My nuggets of wisdom were apparently received as merciless haranguing. Imagine. Zach looked around the room at the small, familial audience, beat out a few chords and sang the four-word song that has become part of the family lore: “Monnneeyyyy! Money money monnneeyyyy!”
In recent days, as I have attended local government meetings, listened to those meetings’ main topics of conversation, and talked to people of every stripe about our community, Zach’s song has frequently popped into my head. The conversations touch on a wide range of topics – schools, the arts, recreation, infrastructure and cultural attractions to name a few – but they all seem to hinge on a common denominator whose supply in the public sector seems all too uncommon these days: money.
This week’s paper alone touches on the beginnings of a $100-million plus capital plan for Washington County. It covers the deliberations of Johnson City commissioners on whether or not to contribute $8 million to East Tennessee State University to make the center’s main theater larger.
Sitting in the corner listening along with city commissioners at Monday night’s agenda review meeting, I heard about two opportunities likely to require significant public revenue should they be pursued – and that was before discussion about the arts center (see page 5).

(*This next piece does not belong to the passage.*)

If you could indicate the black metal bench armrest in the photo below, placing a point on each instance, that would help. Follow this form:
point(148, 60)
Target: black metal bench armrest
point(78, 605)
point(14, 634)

Prior to the arts center topic, commissioners discussed with Chamber of Commerce and Convention and Visitors Bureau staff a planned study of the community’s sports and recreation inventory. Once that inventory is assessed and a report is completed on just how many tournaments, meets and like events could be recruited to come here, talk will very likely turn to upgrading of that inventory and the addition of new amenities. Costs are likely to run into the millions. A return on the investment will be projected as well, certainly.
“Monnneeyyyy! Money money monnneeyyyy!” You’ve got to spend it to make it.

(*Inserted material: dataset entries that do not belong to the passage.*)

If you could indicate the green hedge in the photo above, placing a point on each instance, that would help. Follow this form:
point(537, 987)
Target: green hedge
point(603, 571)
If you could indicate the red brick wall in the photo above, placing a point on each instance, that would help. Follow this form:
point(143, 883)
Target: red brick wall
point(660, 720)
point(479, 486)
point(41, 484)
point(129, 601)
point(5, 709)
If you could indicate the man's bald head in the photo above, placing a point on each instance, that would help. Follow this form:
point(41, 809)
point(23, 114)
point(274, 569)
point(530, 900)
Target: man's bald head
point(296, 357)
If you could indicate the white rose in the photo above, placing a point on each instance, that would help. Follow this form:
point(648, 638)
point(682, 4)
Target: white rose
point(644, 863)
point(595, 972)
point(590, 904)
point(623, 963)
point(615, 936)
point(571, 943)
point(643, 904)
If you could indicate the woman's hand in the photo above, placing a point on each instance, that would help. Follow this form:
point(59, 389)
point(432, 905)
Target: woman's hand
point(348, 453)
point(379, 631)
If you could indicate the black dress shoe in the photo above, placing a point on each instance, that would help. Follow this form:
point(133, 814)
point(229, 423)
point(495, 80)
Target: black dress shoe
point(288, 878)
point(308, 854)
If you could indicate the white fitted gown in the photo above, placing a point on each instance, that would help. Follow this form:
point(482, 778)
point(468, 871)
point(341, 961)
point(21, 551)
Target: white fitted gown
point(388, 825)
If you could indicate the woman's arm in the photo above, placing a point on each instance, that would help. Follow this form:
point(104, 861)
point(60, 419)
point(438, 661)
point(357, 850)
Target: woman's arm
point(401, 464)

Sandwiched between the sports talk and the arts talk was museum talk. Hands On! Regional Museum is ready to take it to the next level, with a 30,000-square-foot, $15 million science museum. The due diligence has been done. The museum’s leadership believes the best spot for the new museum, which will be designed to be an attractive destination for older kids and adults, not just the under-10 set, is downtown Johnson City, on city-owned property right below the library around King Street.

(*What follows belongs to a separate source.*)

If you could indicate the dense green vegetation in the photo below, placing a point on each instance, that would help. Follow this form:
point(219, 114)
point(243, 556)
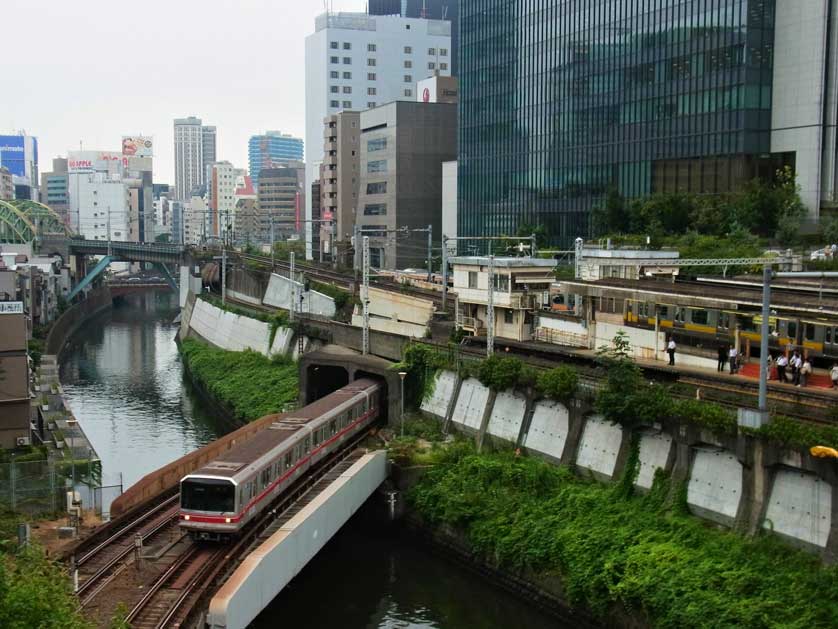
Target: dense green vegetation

Director Andy Marquart, already armed with sufficient data on what the upgraded museum will be and do for the region, also wants a study funded – simply to provide more quantitative information for potential donors about the return on investment that a destination showpiece will create for those investing in downtown’s further redevelopment.It’s also highly likely the public will be asked to do its share through some amount of city funding.
Two weeks earlier, commissioners heard Parks and Recreation Director Roger Blakely review a long-term plan for the city’s parks and rec facilities. We certainly need a new swimming pool, but that $3 million or so expense is just a drop in the kiddy pool compared to the total we could plunk down to get a top-notch array of recreation amenities in this city.
Last week, members of Washington County’s Health, Education and Welfare committee discussed possible next steps in forming a task force to objectively study the pros and cons of consolidating the city and county public schools. “The children” eat up roughly half the total spending in both city and county budgets.
Chairwoman Katie Baker was certainly justified in saying those discussions should focus first and foremost on providing the community’s 17,000-odd schoolchildren the best possible education. But fellow committee member Todd Hensley was also right, even if it’s a shame he was, when he said:
“We’ve probably reached a point where the populace is not going to be willing to pay in many respects what they should pay to fund this. This is being driven somewhat by dollars, by the long-term inability to sustain business as we are doing business.”
“Monnneeyyyy! Money money monnneeyyyy!” (I think it was in “E,” by the way – they were definitely power chords.) You’ve got to spend it so our children have the tools to make it when they leave the nest.
Whether, and to what degree, taxpayers will be willing to fund these and other needs/wants being brought before our elected officials, remains to be seen.
And as for Zach, well, as a married father of two with everything from diapers and school fees to car insurance and grocery bills to consider, I like to think he realizes I had a point now and then.